3. Bank One-Denver's Amended Motion for Court to Consider Chapter 13 Plan Filed by Debtor [sic] as Informal Proof of Claim and to Allow Amendment of Informal Proof of Claim and Alternative Motion for Court to Order the Chapter 13 Trustee to Pay Pursuant to the Terms of the Confirmed Chapter 13 Plan filed by Bank One-Denver on March 24, 1993 is GRANTED, IN PART, as to the alternative relief requested on the basis that no proof of claim is necessary, AND DENIED, IN PART, as to the primary relief requested.
IT IS FURTHER ORDERED that, with respect to In re Woodcock, Bankr. Case No. 90-19354-SBB, GMAC's Motion to Commence Distribution to GMAC Pursuant to the Terms of the Confirmed Chapter 13 Plan filed by GMAC on April 21, 1993 is GRANTED on the basis that no proof of claim is necessary.
IT IS FURTHER ORDERED that, with respect to In re Naranjo, Bankr. Case No. 90-B-02802-A, GMAC's Motion to Commence Distribution to GMAC Pursuant to the Terms of the Confirmed Chapter 13 Plan filed by GMAC on April 21, 1993 is GRANTED on the basis that no proof of claim is necessary.
IT IS FURTHER ORDERED that, with respect to In re Steadman, Bankr.
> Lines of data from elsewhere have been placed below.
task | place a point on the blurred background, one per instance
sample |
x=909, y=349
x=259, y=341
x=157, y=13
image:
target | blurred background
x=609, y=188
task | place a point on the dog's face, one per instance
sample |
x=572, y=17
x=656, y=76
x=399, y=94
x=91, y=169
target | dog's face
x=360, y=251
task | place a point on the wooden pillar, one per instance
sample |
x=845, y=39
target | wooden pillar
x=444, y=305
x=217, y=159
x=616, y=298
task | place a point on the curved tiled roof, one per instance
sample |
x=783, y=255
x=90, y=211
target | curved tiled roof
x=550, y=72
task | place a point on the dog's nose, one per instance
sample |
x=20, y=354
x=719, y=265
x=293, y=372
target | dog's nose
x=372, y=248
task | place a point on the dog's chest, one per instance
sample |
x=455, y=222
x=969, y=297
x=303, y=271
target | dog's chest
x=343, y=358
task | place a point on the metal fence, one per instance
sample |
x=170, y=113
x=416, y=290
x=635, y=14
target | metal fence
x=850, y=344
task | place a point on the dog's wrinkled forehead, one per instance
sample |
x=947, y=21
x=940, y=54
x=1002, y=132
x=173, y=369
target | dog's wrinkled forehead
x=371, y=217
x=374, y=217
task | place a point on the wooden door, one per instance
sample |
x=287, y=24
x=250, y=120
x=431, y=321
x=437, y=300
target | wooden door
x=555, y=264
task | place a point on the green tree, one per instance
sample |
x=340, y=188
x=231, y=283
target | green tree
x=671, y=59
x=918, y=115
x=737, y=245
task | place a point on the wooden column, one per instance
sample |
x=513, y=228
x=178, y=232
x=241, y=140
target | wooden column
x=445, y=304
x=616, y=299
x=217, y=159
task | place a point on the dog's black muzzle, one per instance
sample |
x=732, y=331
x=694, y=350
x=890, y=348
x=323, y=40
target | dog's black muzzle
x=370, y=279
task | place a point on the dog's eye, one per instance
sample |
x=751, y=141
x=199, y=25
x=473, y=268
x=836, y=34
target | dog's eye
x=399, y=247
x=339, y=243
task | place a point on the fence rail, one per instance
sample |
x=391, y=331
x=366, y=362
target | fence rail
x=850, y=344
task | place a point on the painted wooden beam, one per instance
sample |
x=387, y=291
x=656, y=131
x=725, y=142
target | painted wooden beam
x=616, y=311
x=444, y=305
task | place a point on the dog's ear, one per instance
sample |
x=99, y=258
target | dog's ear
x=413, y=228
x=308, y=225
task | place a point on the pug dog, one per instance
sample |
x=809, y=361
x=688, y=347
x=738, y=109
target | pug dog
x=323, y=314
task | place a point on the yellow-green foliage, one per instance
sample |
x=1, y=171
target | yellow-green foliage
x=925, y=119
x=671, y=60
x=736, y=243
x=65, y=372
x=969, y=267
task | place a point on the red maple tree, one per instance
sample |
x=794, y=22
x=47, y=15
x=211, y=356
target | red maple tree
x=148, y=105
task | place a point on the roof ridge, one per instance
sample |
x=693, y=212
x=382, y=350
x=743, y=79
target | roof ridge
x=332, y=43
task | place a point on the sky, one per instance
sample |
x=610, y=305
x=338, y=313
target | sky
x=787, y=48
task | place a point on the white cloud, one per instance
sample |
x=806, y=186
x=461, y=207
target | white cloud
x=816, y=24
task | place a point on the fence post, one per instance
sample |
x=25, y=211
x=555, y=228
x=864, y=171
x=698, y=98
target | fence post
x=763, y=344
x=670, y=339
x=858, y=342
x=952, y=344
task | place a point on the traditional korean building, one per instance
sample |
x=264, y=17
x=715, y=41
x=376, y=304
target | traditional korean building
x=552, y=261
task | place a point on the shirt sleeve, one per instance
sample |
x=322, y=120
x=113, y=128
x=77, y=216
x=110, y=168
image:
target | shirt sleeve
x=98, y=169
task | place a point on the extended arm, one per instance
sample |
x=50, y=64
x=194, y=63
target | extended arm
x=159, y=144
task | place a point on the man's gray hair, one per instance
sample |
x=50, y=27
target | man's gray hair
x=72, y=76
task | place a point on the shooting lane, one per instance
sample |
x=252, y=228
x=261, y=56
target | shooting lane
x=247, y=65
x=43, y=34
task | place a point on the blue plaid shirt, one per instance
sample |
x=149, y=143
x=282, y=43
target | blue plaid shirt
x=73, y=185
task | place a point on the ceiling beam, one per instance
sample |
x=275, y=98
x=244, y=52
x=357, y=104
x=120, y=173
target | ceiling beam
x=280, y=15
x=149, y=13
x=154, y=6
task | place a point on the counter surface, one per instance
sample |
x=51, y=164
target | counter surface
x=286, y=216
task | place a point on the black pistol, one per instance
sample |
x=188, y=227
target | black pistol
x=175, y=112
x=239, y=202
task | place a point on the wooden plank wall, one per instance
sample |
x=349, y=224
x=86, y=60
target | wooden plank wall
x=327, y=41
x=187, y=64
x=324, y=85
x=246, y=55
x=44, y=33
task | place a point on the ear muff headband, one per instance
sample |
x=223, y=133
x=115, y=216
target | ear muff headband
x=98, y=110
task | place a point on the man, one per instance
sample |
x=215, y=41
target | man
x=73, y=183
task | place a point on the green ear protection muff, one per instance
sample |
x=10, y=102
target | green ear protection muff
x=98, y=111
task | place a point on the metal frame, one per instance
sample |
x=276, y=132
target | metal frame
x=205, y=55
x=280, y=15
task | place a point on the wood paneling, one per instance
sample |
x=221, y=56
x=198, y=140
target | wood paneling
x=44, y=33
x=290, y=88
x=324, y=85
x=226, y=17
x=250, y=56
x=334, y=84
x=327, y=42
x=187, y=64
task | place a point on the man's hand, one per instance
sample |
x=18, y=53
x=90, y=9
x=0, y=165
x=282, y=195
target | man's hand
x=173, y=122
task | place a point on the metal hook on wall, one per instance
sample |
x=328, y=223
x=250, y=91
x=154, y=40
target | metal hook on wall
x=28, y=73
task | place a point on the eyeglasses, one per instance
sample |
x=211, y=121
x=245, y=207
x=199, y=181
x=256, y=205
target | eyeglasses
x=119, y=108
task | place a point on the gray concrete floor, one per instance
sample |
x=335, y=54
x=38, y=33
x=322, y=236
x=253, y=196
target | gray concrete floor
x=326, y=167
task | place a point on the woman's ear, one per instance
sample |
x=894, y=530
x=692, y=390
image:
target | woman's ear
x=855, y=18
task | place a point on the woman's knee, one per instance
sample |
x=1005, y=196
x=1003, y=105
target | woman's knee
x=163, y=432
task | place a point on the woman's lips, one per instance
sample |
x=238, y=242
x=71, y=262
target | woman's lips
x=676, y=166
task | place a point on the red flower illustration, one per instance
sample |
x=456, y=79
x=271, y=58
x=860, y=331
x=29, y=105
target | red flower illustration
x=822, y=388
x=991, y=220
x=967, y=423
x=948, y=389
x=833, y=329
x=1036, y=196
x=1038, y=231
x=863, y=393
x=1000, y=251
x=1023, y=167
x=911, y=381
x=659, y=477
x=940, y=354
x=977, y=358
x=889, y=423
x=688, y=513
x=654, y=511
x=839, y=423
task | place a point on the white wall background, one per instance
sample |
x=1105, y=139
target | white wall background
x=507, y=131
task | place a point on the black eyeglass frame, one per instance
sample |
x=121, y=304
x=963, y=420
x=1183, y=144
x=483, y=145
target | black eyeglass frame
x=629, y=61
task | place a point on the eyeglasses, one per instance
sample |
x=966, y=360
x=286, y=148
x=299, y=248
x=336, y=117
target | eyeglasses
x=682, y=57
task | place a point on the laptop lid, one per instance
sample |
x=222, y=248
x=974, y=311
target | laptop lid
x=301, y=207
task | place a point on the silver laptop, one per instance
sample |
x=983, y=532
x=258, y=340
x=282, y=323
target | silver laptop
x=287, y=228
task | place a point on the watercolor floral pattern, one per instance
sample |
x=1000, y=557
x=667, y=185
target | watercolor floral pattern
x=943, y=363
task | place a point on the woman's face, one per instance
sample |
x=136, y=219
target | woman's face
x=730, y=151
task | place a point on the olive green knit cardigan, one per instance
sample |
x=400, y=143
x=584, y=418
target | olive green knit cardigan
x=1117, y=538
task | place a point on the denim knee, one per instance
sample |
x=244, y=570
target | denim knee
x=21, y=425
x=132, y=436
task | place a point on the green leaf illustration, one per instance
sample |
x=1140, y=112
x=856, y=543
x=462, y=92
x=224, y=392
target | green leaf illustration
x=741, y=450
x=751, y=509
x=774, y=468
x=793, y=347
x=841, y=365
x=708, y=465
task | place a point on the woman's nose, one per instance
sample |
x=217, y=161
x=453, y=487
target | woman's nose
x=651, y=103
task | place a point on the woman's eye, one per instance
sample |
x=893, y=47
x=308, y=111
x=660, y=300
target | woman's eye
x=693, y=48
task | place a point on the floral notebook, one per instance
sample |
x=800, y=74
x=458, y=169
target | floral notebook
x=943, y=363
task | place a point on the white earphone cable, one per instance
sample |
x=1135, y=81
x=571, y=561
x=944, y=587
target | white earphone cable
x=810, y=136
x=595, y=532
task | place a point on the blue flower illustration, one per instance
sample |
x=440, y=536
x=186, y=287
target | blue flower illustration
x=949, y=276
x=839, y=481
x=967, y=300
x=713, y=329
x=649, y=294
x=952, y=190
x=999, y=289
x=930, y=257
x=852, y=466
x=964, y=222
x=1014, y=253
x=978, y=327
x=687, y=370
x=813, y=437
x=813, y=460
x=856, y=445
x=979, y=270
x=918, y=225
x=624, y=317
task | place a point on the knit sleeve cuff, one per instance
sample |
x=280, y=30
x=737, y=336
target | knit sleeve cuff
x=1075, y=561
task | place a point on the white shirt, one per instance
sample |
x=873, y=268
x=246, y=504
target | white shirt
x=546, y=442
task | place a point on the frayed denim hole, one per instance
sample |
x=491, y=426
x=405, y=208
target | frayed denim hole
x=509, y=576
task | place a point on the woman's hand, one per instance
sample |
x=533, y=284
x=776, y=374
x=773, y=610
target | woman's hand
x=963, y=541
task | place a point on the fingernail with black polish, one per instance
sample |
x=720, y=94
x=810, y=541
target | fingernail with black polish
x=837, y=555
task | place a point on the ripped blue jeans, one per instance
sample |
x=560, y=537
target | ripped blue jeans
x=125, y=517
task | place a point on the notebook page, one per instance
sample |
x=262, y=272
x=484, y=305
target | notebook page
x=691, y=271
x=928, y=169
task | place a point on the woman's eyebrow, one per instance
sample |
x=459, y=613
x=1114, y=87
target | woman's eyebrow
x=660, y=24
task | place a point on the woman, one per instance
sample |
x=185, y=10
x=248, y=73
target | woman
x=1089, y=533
Case No. 92-21864-SBB, Debtor's Motion to Allow Late Claim for the Colorado Department of Revenue filed April 23, 1993 is DENIED because mere "inadvertence" is not a basis for extending the deadline to file timely proofs of claim and because no proof of claim is necessary.
In re Smartt Construction Co., 138 B.R. 269 (D.Colo. 1992) ("excusable neglect").